Pero no fue ahí mi llamada; de hecho, no recuerdo cuándo sentí por primera vez el deseo de ser sacerdote. Quizá fuera cuando jugaba con mis amigos a decir misa, a casarlos (y a casarme, lo del celibato no lo sabía aún) O cuando, con apenas dos años, me escabullí de casa y me fui a la parroquia, que estaba a la vuelta de la esquina. O quizá fuera antes, antes incluso de nacer, cuando mi madre fue a ver a san Juan Pablo II a la plaza de Lima, en Madrid. No lo sé, sólo sé que en su misericordia, el no dejaba de mostrarme como lo más hermoso, el ideal más grande y la vida más plena ser sacerdote.

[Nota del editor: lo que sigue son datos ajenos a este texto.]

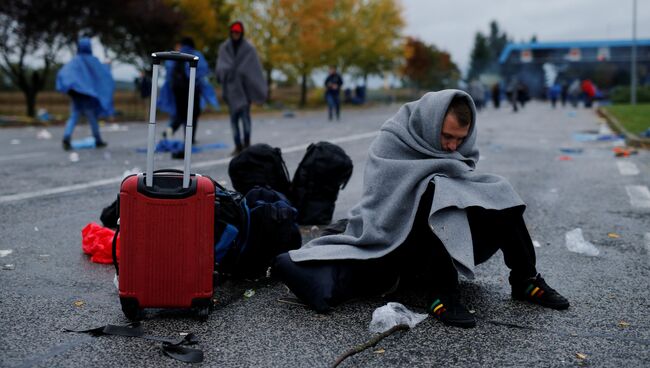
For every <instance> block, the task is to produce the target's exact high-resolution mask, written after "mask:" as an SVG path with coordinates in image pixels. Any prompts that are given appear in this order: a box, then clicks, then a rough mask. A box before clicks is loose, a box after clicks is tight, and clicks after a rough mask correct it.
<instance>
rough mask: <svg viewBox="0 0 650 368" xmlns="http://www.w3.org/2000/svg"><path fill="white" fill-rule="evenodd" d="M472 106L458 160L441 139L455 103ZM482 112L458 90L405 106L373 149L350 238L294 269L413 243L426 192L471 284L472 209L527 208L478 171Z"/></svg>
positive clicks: (370, 256)
mask: <svg viewBox="0 0 650 368" xmlns="http://www.w3.org/2000/svg"><path fill="white" fill-rule="evenodd" d="M455 96H461V97H463V98H466V99H467V101H468V102H469V105H470V106H471V109H472V115H473V119H472V123H471V127H470V131H469V134H468V136H467V137H466V139H465V140H464V142H463V143H462V144H461V145H460V146H459V147H458V149H457V150H456V151H454V152H447V151H444V150H443V149H442V146H441V138H440V133H441V130H442V125H443V120H444V117H445V115H446V112H447V108H448V106H449V104H450V102H451V100H452V99H453V98H454V97H455ZM476 132H477V129H476V109H475V107H474V102H473V101H472V99H471V97H470V96H469V95H468V94H467V93H465V92H463V91H459V90H443V91H439V92H429V93H427V94H425V95H424V96H423V97H422V98H421V99H419V100H417V101H414V102H410V103H407V104H405V105H403V106H402V107H401V108H400V109H399V111H398V112H397V114H396V115H395V116H393V117H392V118H390V119H388V121H386V122H385V123H384V124H383V126H382V127H381V129H380V132H379V135H378V136H377V138H376V139H375V140H374V142H373V143H372V144H371V146H370V149H369V152H368V155H369V157H368V162H367V164H366V167H365V171H364V179H363V192H362V193H363V194H362V197H361V201H360V202H359V203H358V204H357V205H356V206H354V207H353V208H352V209H351V210H350V213H349V215H348V217H349V223H348V226H347V228H346V230H345V232H344V233H342V234H337V235H329V236H323V237H321V238H317V239H314V240H312V241H310V242H309V243H307V244H305V245H304V246H303V247H302V248H300V249H297V250H294V251H291V252H289V255H290V257H291V259H292V260H293V261H294V262H302V261H312V260H343V259H356V260H364V259H374V258H380V257H382V256H384V255H386V254H388V253H390V252H392V251H393V250H395V249H396V248H397V247H399V246H400V244H402V243H403V242H404V240H405V239H406V237H407V236H408V234H409V232H410V230H411V227H412V225H413V221H414V218H415V214H416V211H417V209H418V204H419V202H420V198H421V197H422V194H423V193H424V192H425V190H426V188H427V186H428V184H429V183H430V182H433V184H434V186H435V188H434V196H433V201H432V203H431V211H430V214H429V225H430V227H431V230H432V231H433V232H434V234H435V235H436V236H437V237H438V238H439V239H440V240H441V241H442V243H443V244H444V246H445V248H446V249H447V251H448V252H449V254H450V255H451V257H452V258H453V259H454V261H455V262H454V264H455V265H456V268H457V269H458V270H459V271H460V272H461V273H463V274H464V275H465V276H467V277H470V278H471V277H473V271H474V249H473V245H472V236H471V232H470V228H469V222H468V220H467V213H466V211H465V209H466V208H468V207H471V206H477V207H482V208H485V209H495V210H502V209H507V208H513V207H518V206H521V208H522V211H523V209H524V208H525V205H524V203H523V201H522V200H521V198H520V197H519V195H517V193H516V192H515V191H514V189H513V188H512V186H511V185H510V183H509V182H508V181H507V180H506V179H505V178H503V177H500V176H497V175H489V174H479V173H476V172H475V171H474V169H475V167H476V164H477V162H478V158H479V153H478V149H477V148H476V147H475V143H476Z"/></svg>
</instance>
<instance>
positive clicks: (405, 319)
mask: <svg viewBox="0 0 650 368" xmlns="http://www.w3.org/2000/svg"><path fill="white" fill-rule="evenodd" d="M425 318H427V315H426V314H421V313H413V312H411V311H410V310H408V308H406V307H405V306H403V305H402V304H400V303H395V302H390V303H388V304H386V305H384V306H383V307H379V308H377V309H375V311H374V312H372V321H371V322H370V327H369V329H370V332H372V333H382V332H386V331H388V330H390V329H391V328H392V327H394V326H397V325H401V324H405V325H408V326H409V327H410V328H413V327H415V325H417V324H418V323H420V322H422V321H424V319H425Z"/></svg>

Sí que recuerdo resistirme, y mucho. Durante muchos años, no dejé de poner excusas, de
posponer la decisión de ir al seminario: con once años, hice el cursillo de ingreso en el
seminario y, por la morriña y los macarras que nos juntamos, decidí aplazarlo. Luego, en
verano, con los otros seminaristas de mi pueblo, todo era curiosidad por la vida del seminario, pero no era capaz de decidirme. También recuerdo los ratos en la capilla de la Purísima, después de comulgar, preguntándole a la Virgen qué debía hacer con mi vida, si cura u otra cosa… ¡qué paciencia de Madre! En la misa, a la que ayudaba ya sin revestir y quedándome un poco disimulado –era más grande que el cura- recibía la luz… pero me faltaban las fuerzas. La misericordia se ejerce con los débiles, y yo era incapaz de apostarlo todo a una carta.
Llegó el año de terminar bachillerato, y en mayo, Dios lo empezó todo a disponer: la asignatura de Historia de España, que llevaba con nota regulera, me quedó para septiembre; el profesor fue implacable conmigo: no me debía presentar a selectividad hasta septiembre. En ese tiempo, se celebró la Vigilia de Espigas en el santuario de la Patrona de mi pueblo, y durante la adoración, sólo tuve un pensamiento recurrente: fíate, dejáte llevar en mis brazos… A mí me parecía que tenía que saltar un abismo inmenso, que estaba al borde de un precipicio, y no sabía cómo salir de ahí: la universidad, el seminario, una carrera de humanidades, la escuela de artes y oficios… ¡todo eran dudas y miedos, todo era desconfiar! Aún tenía que aprender a dejarme amar.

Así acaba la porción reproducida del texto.